Renault pilots series production of the first Renault 5 EVs
Renault gives a glimpse into the series producing its next-generation EV model. The Renault 5 is on a prototype production run in a “secret and high-tech miniature plant”. Not too secret, though; the plant is part of the brand’s Technocentre engineering complex near Paris.
Created 25 years ago, the Global Production Engineering Center serves Renault as a prototype facility for both the vehicles and the manufacturing and assembly processes. The company is working on the first all-electric Renault 5 vehicles here to ready the model and the machines for series production at the Douai plant in northern France next year.
Before that, prototypes need to be produced at the Prototype Build Centre.

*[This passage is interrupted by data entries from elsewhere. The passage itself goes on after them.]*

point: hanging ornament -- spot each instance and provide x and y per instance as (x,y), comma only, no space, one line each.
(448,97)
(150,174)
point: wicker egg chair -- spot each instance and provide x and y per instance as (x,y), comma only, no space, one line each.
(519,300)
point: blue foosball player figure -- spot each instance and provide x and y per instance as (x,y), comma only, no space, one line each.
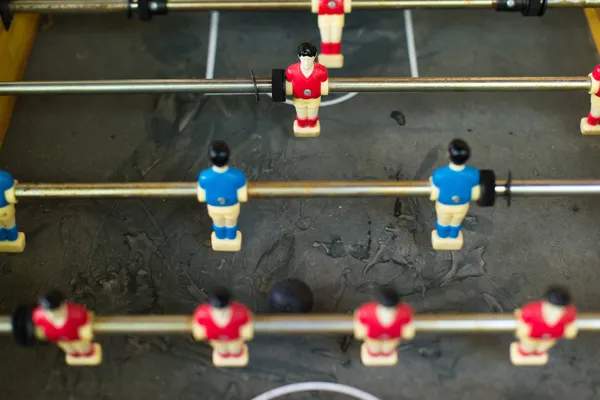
(453,187)
(11,240)
(223,189)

Renault calls these first versions “mules”. These “technical representatives of the future production version” have been manufactured since October 2021, and the mules for the Renault 5 currently come camouflaged in a Clio-like silhouette. So far, there are 60 out there. Since March this year, the mules already carry the battery and drive that will make it into the Renault 5. The vehicles also went to Lapland as part of the development and testing process for the new full-electric CMF-B EV platform. Although Renault calls the CMF-B EV its platform for small electric cars in the B segment, it is based on the combustion engine platform of the ‘Common Module Family’ (CMF) for the B segment – the CMF-B, in other words. In concrete terms, 70 per cent of the components are to be identical, for example, in the chassis or the assistance systems and infotainment. This is primarily intended to reduce costs.

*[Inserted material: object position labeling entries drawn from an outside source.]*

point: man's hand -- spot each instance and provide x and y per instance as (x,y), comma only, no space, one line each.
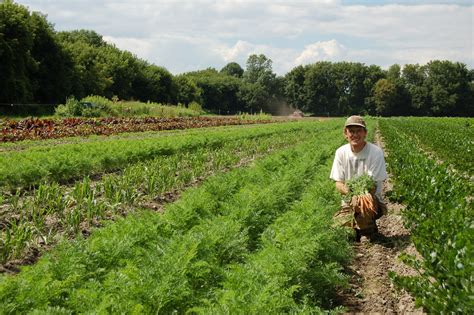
(342,188)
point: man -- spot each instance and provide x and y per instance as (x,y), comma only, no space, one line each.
(353,159)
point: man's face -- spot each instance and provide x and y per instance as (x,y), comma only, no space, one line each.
(355,135)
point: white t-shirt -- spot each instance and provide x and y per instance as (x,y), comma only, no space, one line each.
(370,160)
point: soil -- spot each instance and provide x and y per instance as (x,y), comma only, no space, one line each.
(370,288)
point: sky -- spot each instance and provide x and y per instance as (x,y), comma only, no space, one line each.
(184,36)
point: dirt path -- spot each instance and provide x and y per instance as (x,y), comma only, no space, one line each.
(371,290)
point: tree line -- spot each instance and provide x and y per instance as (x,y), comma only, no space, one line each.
(40,65)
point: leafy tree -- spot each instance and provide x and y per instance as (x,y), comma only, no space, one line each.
(321,89)
(394,72)
(233,69)
(385,97)
(16,43)
(152,83)
(219,92)
(51,78)
(449,88)
(295,89)
(187,90)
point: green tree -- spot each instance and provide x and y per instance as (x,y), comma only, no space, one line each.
(51,78)
(295,89)
(187,90)
(233,69)
(449,87)
(386,97)
(321,89)
(16,43)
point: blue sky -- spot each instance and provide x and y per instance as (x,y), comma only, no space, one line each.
(191,35)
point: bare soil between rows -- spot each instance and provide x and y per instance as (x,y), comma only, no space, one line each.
(370,289)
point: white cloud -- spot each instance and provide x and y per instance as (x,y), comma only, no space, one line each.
(325,50)
(191,35)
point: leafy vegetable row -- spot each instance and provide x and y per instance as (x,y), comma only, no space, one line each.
(72,161)
(177,261)
(450,139)
(30,220)
(440,215)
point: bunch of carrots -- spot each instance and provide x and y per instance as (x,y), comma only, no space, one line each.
(360,196)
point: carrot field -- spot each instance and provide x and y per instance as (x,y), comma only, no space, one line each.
(223,220)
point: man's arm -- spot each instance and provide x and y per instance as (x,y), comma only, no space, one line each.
(342,187)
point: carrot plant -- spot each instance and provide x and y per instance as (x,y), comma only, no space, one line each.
(86,203)
(440,215)
(29,167)
(173,262)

Still, it is a new electric car to come out, and more testing must be done. Next, camouflaged prototypes will hit European roads before Renault engineers make the final adjustments. This also fits with recent prototype sightings: The Renault 5 with standard bodywork was spy-shot during test drives. With its camouflaged body and black steel rims, the vehicle looks different from the study with its yellow paint and large aluminium rims, even if many elements of the concept have made it into the design.

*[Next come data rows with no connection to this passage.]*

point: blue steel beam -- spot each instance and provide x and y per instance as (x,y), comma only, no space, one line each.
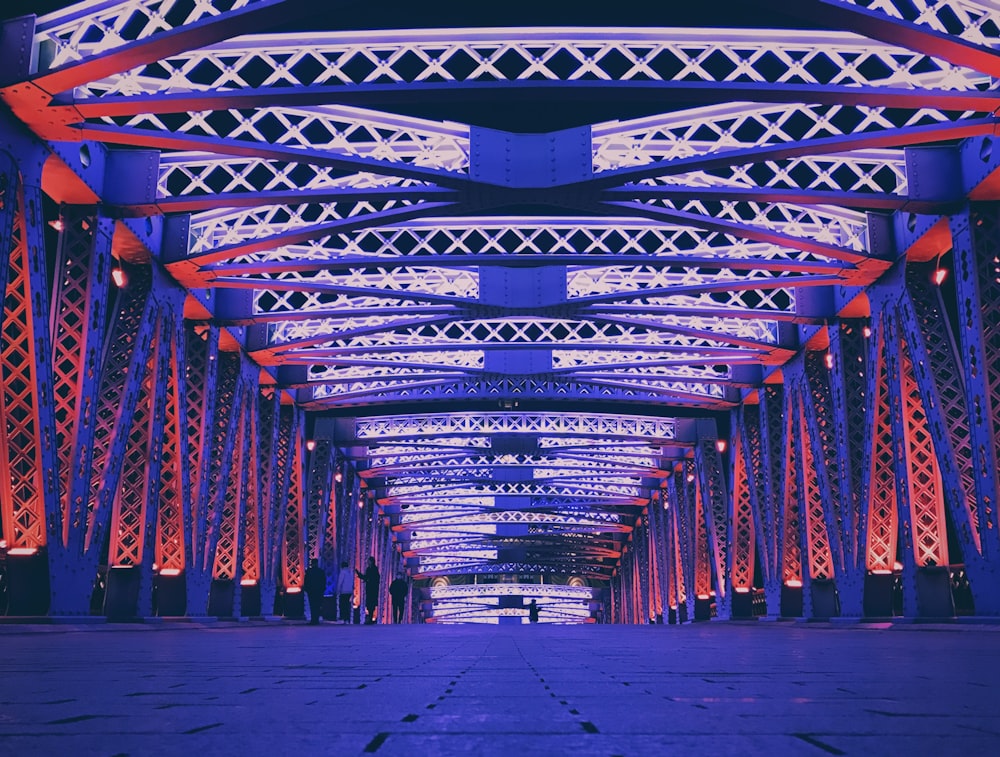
(876,24)
(125,135)
(664,93)
(900,137)
(254,16)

The series production now being prepared requires similar fine-tuning and testing. Renault says the prototyping at the Technocentre acts as a “bridge between product design and large-scale production, providing an opportunity to turn preliminary hypotheses and numerical data into tangible solutions that can be tested and validated”.
The all-electric Renault 5 will reportedly be the first EV under the French brand with a bidirectional charger. The V2G service will be available in France and Germany in 2024 and the UK in 2025.